Pattern-Matching Algorithm
This is slide from class at my University, it about Pattern-Matching Algotithm..
And I try to code it in Java below;
// Get values for both the text T1,T2 ... Tn and the pattern P1 P2 ... Pm
String[] T = {"Java", "is", "too", "delicious", ", Dr.Java", "is", "confrim!"};
String[] P = { "is", "too"};
// Get values for n and m, the size of the text and the pattern, respectively
int n = T.length;
int m = P.length;
// Set k1 the starting location for the attempted match, to 1
int k = 0;
// While(k<=(n-m+1))do
while (k <= (n - m + 1) - 1) {
// Set the value of i to 1
int i = 0;
// Set the value of Mismatch NO
boolean Mismatch = true; // Not found (true - NO)
// While both (i<=m) and (Mismatch = NO) do
while ((i <= m - 1) && (Mismatch)) { // if Not found (true - NO)
// if Pi != Tk+(i-1) then
if (P[i].equals(T[k])) { // if Found(true)
// Set Mismatch to YES
Mismatch = false; // Found (false - YES)
// Else
} else {
// Increment i by 1 (to move to the next character)
i = i + 1;
// End of the loop
// If mismatch = NO then
if (!Mismatch) { // if Found (false - YES)
// Print the message 'There is a match at position'
System.out.print("There is a match at position ");
// Print the value of k
// Increment k by 1
k = k + 1;
// Enf of the loop
// Stop, we are finished
But I have a question! why in pseudo code version, check if P not equal T ? I think it would rather to be check if P equal T (How it difference with my version? , sorry for my terrible English)
You made a translation mistake at the inner while
while ((i <= m - 1) && (Mismatch)) { // if Not found (true - NO)

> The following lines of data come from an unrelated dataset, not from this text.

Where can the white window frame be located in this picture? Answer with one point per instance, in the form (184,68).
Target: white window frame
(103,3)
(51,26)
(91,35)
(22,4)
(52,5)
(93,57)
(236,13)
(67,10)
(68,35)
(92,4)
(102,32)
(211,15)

In pseudo code it was said to be Mismatch=no
which would be !Mismatch
This resulted in the case that you had to invert the inner if statement.
The pseudo code essentially checks from every point a match could possibly begin in T (1 <= k <= n-m+1
), loops and checks that the substring of T from k to k+m-1 matches P. So as soon as it finds one mismatched letter, it stops checking the substring, and increments k (to check from the next position). That conditional (T[k+i-1] != P[i]
) is the breaking condition for the inner loop, and the boolean to flag that from the current starting position k
, there is no match.
Note that this algorithm has complexity O(nm)
which is slow. There are smarter algorithms that can search in linear time, like KMP.